Monday, December 23, 2024

A very short review

This is at the Nature website:

In 1773, US polymath Benjamin Franklin argued that scientists should try to invent a method of embalming such that a human could be revived in the future. He admitted “a very ardent desire to see and observe the state of America a hundred years hence”. Neuroscientist Ariel Zeleznikow-Johnston thinks that such brain preservation and revival could well become feasible. But his complex book acknowledges this proposition as “scary and disquieting” — requiring us to scrutinize our own mortality, “a deeply unpleasant task”.
The book is The Future Loves You.  The description at the publisher's site is:

A brilliant young neuroscientist explains how to preserve our minds indefinitely, enabling future generations to choose to revive us.
I look forward to reading a lengthier review!

Anyway, I am surprised at the observation of Benjamin Franklin - quite ahead of his time there.  (I see that Frankenstein wasn't published until 1818, and I presume it may have popularised the concept of revival of the dead.)  

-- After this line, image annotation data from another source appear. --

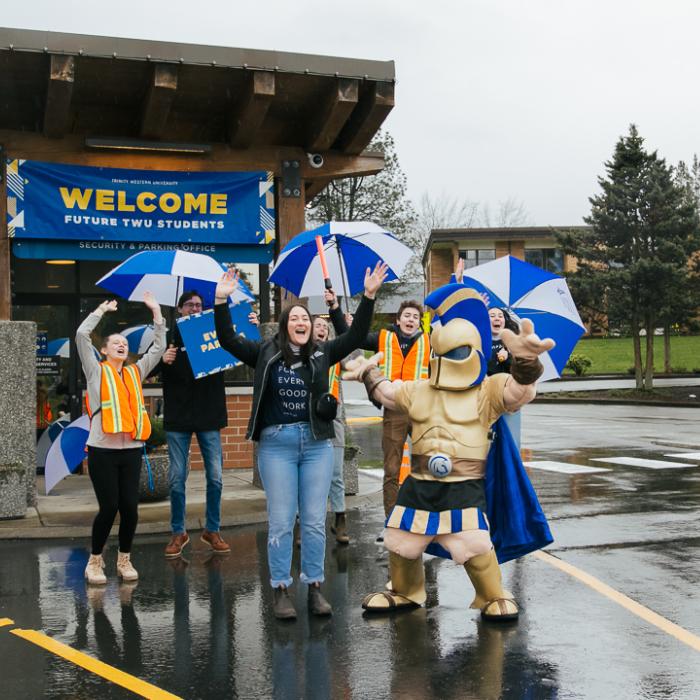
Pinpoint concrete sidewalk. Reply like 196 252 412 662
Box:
0 469 382 540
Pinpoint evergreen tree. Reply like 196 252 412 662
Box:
557 125 699 389
307 131 422 294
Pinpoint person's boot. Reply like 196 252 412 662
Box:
272 586 297 620
331 513 350 544
464 549 519 621
165 532 190 559
117 552 139 581
362 552 427 612
309 581 333 616
85 554 107 586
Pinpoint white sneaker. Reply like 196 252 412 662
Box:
117 552 139 581
85 554 107 586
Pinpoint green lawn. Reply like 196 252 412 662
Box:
565 335 700 374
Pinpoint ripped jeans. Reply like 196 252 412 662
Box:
258 423 333 588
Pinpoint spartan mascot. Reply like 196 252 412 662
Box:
344 284 554 620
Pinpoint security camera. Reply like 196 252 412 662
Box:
306 153 323 168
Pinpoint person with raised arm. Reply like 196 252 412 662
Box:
214 263 387 619
75 292 165 585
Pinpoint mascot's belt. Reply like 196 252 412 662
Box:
411 454 486 482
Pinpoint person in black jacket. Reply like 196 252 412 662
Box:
214 263 387 619
159 290 231 559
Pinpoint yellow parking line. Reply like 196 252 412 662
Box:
534 552 700 651
346 416 383 424
10 629 178 700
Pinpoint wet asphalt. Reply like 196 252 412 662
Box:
0 396 700 700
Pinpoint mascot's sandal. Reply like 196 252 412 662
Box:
346 285 552 621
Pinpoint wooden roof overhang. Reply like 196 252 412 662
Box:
0 28 395 196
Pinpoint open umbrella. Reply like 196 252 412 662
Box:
270 221 414 297
121 324 163 355
44 414 90 494
462 255 586 382
46 338 70 357
97 250 253 306
36 416 70 469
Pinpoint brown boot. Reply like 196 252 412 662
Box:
309 581 333 616
331 513 350 544
199 530 231 554
272 586 297 620
165 532 190 559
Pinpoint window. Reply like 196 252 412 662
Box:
459 248 496 270
525 248 564 274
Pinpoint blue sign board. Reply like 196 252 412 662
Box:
177 303 260 379
6 159 275 262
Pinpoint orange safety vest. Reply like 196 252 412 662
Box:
328 362 340 401
377 329 430 381
87 362 151 440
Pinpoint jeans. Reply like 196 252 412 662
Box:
258 423 333 588
165 430 223 535
330 446 345 513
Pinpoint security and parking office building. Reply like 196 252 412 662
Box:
0 29 394 474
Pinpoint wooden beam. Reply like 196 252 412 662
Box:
306 78 360 152
0 129 384 181
229 70 275 148
44 54 75 138
334 82 394 155
141 63 178 139
304 177 333 202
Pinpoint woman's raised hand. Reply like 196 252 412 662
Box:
215 267 239 304
365 260 389 299
96 299 117 314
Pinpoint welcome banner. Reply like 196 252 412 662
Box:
7 160 275 245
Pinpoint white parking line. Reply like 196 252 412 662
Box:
523 461 611 474
664 452 700 460
591 457 697 469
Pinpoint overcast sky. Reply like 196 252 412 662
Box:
5 0 700 226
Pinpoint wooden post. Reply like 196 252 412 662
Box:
275 183 306 308
0 156 12 321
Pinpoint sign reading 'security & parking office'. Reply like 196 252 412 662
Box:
7 160 275 246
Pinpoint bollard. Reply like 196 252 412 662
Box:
0 321 36 519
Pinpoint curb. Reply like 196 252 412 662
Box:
530 396 700 409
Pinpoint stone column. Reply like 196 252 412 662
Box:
0 320 36 519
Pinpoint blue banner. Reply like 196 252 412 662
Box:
7 160 275 253
177 303 260 379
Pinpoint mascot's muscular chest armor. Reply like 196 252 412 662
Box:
347 284 554 620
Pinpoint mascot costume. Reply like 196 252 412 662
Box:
344 284 554 620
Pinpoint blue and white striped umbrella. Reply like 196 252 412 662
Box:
97 250 253 306
121 325 162 355
46 338 70 357
270 221 414 297
44 414 90 494
36 416 70 469
463 255 586 382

You sure want to pick the right 100 year period to be revived in, though.   I mean, he died in 1790, and although the world of 1890 had undergone the industrial revolution, it had got nothing on the changes between 1890 and 1990.   I'm not sure we'll ever see anything quite like that century again, in fact!

3 comments:

John said...

A brilliant young neuroscientist explains how to preserve our minds indefinitely, enabling future generations to choose to revive us.

Rubbish.

Anonymous said...

"Rubbish" is certainly a substantive criticism of a 400 page-long scholarly work. I suppose you've thoroughly scrutinised it?

Sure the idea sounds odd and implausible, but you're asking noise, not signal.

John said...

We can't even store organs for transplantation. Organs are mostly cellular structures repeated. Brains are completely different, with a great many geometries, cell types, and nuclei. His reads like another version of transhumanism. Feynman once stated scientists should focus on problems that can be solved. So how about he starts with preserving organs for transplantation? Not sexy enough, won't sell enough books with that. Then I might take him seriously. I've seen far too many outlandish claims like his, people claiming to be able to live forever, being able to cure cancer(sure, cure a category). A non active brain decays in minutes yet his proposal involves removing a brain for cryopresevation.